Proposals to stratify breast screening by breast cancer risk aim to produce a better balance of benefits to harms. Notably, risk estimation calculated from common risk factors and a polygenic risk score would enable high-risk women to benefit from more frequent screening or preventive medication. This service would also identify low-risk women who experience fewer benefits from attending, as lower grade and in situ cancers may be treated unnecessarily. It may therefore be appropriate for low-risk women to attend screening less. This study aimed to elicit views regarding implementing less frequent screening for low-risk women from healthcare professionals who implement risk-stratified screening.
Healthcare professionals involved in the delivery of risk-stratified breast screening were invited to participate in a focus group within the screening setting in which they work or have a telephone interview. Primary care staff were also invited to provide their perspective. Three focus groups and two telephone interviews were conducted with 28 healthcare professionals.

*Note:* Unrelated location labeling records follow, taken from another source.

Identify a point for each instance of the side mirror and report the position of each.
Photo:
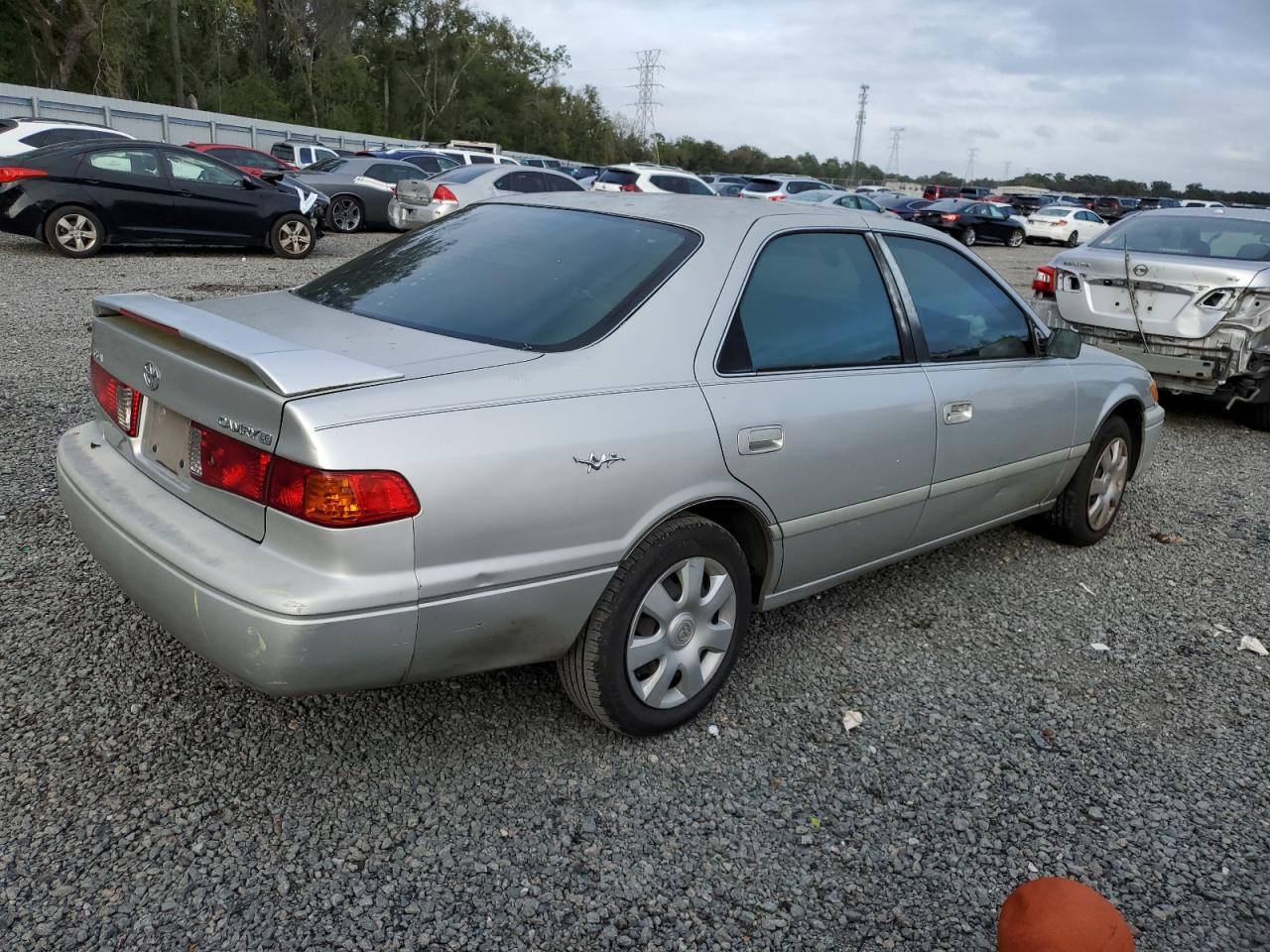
(1064, 343)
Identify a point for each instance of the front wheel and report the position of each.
(1087, 508)
(73, 231)
(293, 236)
(666, 633)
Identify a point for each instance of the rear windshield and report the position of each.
(462, 173)
(566, 278)
(617, 177)
(762, 185)
(1193, 236)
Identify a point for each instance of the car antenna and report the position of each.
(1133, 296)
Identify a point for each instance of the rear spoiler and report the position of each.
(284, 366)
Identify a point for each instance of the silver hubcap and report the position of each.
(75, 231)
(345, 214)
(294, 236)
(681, 633)
(1106, 488)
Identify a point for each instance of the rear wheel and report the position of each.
(347, 213)
(1087, 508)
(73, 231)
(666, 633)
(293, 236)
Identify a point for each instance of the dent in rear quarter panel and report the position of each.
(516, 540)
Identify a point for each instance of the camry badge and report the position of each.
(594, 463)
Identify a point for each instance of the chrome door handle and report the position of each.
(760, 439)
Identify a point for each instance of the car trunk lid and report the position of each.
(1174, 298)
(231, 365)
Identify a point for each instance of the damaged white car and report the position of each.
(1185, 293)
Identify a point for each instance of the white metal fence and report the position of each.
(171, 123)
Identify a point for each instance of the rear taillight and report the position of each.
(119, 402)
(222, 462)
(340, 499)
(12, 173)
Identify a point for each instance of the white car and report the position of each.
(18, 136)
(648, 177)
(1065, 223)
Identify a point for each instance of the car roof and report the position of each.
(706, 216)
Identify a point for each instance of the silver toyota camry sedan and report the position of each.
(593, 429)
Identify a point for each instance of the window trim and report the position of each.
(1039, 331)
(908, 354)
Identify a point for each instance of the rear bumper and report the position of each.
(253, 625)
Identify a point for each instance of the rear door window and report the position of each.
(127, 162)
(566, 277)
(813, 299)
(962, 313)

To identify patterns across the sample, data were analysed as a single dataset using reflexive thematic analysis.
Analysis yielded three themes: Reservations concerning the introduction of less frequent screening, highlighting healthcare professionals’ unease and concerns towards implementing less frequent screening; Considerations for the management of public knowledge, providing views on media impact on public opinion and the potential for a low-risk pathway to cause confusion and raise suspicion regarding implementation motives; and Deliberating service implications and reconfiguration management, where the practicalities of implementation are discussed.
Healthcare professionals broadly supported less frequent screening but had concerns about implementation. It will be essential to address concerns regarding risk estimate accuracy, healthcare professional confidence, service infrastructure and public communication prior to introducing less frequent screening for low-risk women.